06b: Richtlinie 2002/14/EG des Europäischen Parlaments und des Rates vom 11. März 2002 (Richtlinie 2002/14/EG)

Präambel

Richtlinie 2002/14/EG des Europäischen Parlaments und des Rates

vom 11. März 2002

zur Festlegung eines allgemeinen Rahmens für die Unterrichtung und Anhörung der Arbeitnehmer in der Europäischen Gemeinschaft

DAS EUROPÄISCHE PARLAMENT UND DER RAT DER EUROPÄISCHEN UNION -

gestützt auf den Vertrag zur Gründung der Europäischen Gemeinschaft, insbesondere auf Artikel 137 Absatz 2,

auf Vorschlag der Kommission(1),

nach Stellungnahme des Wirtschafts- und Sozialausschusses(2),

nach Stellungnahme des Ausschusses der Regionen(3),

gemäß dem Verfahren des Artikels 251 des Vertrags(4), aufgrund des vom Vermittlungsausschuss am 23. Januar 2002 gebilligten gemeinsamen Entwurfs,

in Erwägung nachstehender Gründe:

(1) Gemäß Artikel 136 des Vertrags ist es ein besonderes Ziel der Gemeinschaft und der Mitgliedstaaten, den sozialen Dialog zwischen den Sozialpartnern zu fördern.

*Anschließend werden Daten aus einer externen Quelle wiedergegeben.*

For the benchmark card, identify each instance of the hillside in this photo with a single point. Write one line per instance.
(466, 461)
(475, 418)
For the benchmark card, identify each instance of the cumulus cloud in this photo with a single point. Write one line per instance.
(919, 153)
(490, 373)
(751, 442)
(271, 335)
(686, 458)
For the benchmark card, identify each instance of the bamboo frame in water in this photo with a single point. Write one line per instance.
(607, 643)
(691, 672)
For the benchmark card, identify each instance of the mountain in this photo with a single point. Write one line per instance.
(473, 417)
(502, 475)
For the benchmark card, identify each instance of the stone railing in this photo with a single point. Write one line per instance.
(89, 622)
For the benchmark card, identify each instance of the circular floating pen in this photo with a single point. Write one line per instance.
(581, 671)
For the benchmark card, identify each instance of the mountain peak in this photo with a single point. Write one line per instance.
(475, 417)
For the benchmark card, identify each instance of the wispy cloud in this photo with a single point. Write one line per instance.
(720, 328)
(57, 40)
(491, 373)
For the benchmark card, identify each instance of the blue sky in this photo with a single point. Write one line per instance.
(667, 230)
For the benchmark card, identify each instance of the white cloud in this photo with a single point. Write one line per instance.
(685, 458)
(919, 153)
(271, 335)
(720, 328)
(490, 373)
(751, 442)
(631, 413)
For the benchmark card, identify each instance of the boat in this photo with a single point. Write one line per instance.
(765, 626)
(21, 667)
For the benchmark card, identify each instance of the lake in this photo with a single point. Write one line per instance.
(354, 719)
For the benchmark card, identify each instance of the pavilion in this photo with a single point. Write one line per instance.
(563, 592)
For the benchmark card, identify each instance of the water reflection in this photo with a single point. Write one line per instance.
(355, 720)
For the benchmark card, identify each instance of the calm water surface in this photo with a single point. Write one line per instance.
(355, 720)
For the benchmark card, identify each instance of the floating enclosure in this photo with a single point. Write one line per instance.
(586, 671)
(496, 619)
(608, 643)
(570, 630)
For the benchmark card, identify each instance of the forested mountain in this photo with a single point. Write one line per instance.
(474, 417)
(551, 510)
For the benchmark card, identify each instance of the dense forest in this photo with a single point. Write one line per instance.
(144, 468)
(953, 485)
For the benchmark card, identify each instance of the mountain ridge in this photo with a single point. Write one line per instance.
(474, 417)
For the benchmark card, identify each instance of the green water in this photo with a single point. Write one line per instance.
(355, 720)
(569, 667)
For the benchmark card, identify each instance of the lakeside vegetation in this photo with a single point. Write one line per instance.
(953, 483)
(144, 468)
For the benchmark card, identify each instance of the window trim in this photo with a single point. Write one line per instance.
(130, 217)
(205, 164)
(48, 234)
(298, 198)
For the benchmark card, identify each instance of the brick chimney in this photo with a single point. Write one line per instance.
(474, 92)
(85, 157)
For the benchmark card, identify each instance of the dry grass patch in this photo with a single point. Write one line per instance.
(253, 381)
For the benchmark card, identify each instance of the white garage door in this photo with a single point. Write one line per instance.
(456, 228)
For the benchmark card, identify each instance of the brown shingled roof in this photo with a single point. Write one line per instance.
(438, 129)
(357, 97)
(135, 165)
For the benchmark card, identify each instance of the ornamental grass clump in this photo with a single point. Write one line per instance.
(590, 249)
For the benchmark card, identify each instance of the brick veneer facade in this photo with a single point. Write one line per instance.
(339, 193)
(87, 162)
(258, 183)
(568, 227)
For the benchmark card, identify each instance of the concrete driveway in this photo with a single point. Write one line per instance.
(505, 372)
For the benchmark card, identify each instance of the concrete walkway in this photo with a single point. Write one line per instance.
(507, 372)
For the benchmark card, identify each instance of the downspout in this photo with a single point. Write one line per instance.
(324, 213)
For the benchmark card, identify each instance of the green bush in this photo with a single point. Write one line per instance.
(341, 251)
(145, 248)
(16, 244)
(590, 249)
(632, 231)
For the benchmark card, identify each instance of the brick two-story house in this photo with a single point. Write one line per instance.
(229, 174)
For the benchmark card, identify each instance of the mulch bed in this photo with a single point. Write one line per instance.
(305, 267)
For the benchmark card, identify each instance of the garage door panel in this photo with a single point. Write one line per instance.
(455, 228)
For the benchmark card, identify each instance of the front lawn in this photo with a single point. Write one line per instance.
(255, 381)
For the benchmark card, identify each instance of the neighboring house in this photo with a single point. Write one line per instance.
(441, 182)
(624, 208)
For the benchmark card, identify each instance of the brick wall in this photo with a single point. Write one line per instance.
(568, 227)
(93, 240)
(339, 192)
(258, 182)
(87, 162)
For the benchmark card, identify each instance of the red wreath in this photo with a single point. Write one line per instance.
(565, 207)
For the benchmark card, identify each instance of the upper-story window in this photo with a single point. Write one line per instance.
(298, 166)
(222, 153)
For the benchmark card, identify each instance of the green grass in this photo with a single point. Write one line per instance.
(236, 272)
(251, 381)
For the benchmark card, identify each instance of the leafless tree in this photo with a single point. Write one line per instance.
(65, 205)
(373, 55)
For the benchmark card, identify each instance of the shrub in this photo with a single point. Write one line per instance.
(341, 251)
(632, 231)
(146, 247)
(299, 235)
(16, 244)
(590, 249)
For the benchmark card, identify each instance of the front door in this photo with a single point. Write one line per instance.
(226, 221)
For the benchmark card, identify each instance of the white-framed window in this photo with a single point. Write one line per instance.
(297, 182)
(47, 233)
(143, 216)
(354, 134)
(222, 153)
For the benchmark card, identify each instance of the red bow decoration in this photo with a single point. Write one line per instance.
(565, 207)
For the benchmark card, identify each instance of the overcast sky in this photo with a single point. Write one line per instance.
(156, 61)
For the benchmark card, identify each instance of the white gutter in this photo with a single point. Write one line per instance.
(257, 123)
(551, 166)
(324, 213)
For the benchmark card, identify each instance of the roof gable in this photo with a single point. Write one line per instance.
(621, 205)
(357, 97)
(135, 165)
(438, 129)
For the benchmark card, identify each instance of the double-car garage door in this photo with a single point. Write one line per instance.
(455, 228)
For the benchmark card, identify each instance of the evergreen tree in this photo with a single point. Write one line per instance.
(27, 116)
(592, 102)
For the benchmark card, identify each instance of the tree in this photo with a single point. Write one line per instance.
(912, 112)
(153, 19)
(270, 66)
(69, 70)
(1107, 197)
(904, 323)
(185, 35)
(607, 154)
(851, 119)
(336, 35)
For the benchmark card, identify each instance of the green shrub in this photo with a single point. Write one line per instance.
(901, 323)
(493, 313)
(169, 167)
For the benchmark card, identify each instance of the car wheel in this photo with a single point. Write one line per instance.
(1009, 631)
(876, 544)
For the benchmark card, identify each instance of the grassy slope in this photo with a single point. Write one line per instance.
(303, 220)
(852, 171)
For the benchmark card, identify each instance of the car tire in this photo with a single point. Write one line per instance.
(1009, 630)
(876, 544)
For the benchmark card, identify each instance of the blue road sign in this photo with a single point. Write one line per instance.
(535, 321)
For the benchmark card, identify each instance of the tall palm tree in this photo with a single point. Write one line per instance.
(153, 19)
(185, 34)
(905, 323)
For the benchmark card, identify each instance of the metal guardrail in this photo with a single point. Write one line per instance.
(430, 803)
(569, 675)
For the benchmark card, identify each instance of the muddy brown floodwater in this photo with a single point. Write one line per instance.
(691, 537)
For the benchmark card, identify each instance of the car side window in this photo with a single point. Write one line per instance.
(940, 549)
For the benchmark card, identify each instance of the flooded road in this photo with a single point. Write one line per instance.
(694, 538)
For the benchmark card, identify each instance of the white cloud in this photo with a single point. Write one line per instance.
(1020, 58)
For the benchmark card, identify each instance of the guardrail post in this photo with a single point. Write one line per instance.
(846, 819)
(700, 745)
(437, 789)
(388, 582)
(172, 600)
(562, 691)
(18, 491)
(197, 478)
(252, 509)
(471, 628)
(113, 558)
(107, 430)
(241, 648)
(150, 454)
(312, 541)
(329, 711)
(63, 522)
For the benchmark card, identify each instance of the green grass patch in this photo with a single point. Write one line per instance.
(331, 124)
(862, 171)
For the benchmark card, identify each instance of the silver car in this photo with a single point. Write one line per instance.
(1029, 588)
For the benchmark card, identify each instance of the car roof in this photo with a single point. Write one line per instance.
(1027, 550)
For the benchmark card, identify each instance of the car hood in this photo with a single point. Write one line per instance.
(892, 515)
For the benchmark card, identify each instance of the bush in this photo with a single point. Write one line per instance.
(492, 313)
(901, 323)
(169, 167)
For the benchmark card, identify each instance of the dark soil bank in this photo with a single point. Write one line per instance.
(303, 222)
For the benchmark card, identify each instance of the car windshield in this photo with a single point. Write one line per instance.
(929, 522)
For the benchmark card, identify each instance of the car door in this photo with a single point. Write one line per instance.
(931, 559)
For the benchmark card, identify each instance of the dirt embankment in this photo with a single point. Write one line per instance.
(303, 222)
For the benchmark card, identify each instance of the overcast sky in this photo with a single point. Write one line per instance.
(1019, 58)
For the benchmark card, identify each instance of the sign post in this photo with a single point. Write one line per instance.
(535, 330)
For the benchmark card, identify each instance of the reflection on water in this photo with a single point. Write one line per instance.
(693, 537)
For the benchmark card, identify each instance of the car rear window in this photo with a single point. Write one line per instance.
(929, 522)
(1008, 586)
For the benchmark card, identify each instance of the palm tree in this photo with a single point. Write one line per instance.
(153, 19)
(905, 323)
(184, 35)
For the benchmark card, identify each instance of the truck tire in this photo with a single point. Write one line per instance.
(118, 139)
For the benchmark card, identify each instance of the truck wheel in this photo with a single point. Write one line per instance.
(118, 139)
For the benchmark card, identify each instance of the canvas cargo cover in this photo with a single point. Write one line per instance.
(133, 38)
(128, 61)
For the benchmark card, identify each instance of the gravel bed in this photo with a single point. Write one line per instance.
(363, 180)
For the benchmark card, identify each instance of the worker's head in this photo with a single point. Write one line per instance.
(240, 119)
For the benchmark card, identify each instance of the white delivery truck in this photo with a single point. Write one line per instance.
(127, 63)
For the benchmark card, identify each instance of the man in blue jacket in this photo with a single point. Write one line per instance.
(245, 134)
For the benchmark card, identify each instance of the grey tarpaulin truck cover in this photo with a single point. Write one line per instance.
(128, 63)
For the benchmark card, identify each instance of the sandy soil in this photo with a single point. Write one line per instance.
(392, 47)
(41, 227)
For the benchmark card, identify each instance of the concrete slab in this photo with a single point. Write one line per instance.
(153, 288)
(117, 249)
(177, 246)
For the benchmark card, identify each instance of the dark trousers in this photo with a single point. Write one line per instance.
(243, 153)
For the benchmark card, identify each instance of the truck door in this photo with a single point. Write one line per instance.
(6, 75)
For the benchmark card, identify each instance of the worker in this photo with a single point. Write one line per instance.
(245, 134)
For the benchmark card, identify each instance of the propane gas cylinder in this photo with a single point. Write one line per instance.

(2) Nach Nummer 17 der Gemeinschaftscharta der sozialen Grundrechte der Arbeitnehmer müssen unter anderem "Unterrichtung, Anhörung und Mitwirkung der Arbeitnehmer ... in geeigneter Weise, unter Berücksichtigung der in den verschiedenen Mitgliedstaaten herrschenden Gepflogenheiten, weiterentwickelt werden".

(3) Die Kommission hat die Sozialpartner auf Gemeinschaftsebene zu der Frage gehört, wie eine Gemeinschaftsaktion in den Bereichen Unterrichtung und Anhörung der Arbeitnehmer in den Unternehmen der Gemeinschaft gegebenenfalls ausgerichtet werden sollte.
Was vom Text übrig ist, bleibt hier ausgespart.